Not one person in the crowd said the duke’s name. Oh, but she knew that this was his doing. She knew by how everyone looked at her, by that rank curiosity tinged with respect and envy—perhaps even a little awe.

And of course a certain prurient curiosity, which they would never dare to fully show to her.

Who else had the power to command recalcitrant aristocrats to attend an event at the docks en masse?

What it meant, she could not say. If it meant anything at all.

Was it a parting gift? An apology? She refused to entertain theories.

Even if she never saw him again, he’d made certain she knew she was loved.

Even if he wasn’t here, she was glad she could, in this way, share her triumph with him.

Because that’s precisely what it was.

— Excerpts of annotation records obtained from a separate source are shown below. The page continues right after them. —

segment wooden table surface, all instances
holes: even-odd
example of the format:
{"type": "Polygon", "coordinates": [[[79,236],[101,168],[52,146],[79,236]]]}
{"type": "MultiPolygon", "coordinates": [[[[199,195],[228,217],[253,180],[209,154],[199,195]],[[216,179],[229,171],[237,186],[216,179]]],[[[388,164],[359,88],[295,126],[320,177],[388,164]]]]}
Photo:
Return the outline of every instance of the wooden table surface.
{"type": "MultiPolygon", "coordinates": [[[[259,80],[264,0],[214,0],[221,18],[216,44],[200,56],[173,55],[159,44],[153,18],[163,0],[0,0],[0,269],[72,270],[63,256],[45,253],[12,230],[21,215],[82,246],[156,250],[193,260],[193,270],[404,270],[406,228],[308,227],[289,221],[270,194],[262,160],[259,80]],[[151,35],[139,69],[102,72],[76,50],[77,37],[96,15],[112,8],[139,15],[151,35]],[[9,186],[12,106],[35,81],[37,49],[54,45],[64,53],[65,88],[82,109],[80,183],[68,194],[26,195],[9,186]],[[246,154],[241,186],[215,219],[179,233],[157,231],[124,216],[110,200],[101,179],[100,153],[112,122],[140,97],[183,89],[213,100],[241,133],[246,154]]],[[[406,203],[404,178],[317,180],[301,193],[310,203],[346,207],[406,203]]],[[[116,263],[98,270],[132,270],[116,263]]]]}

He had given her the audience, but the triumph was all her own.

Today a triumph.

Tomorrow a lobster.

Such was the rhythm of life.

Chapter Nineteen

It had been too long since James had been to this farm where he’d grown up. It looked much the same, which was precisely what he’d always loved about it. It didn’t change.

A few things needed tending. The low stone walls along the walk leading to the house had been battered a bit by the weather; wildflowers were peeping through.

“You’re done for, walls,” he thought, amused and sympathetic. “The wildflowers will win.”

They could be built up again.

But his own walls were rubble. Absolute smithereens, like the vase he’d hurled. They could not be rebuilt. Which was all to the good: he didn’t want them.

He stood naked and surrendered and free.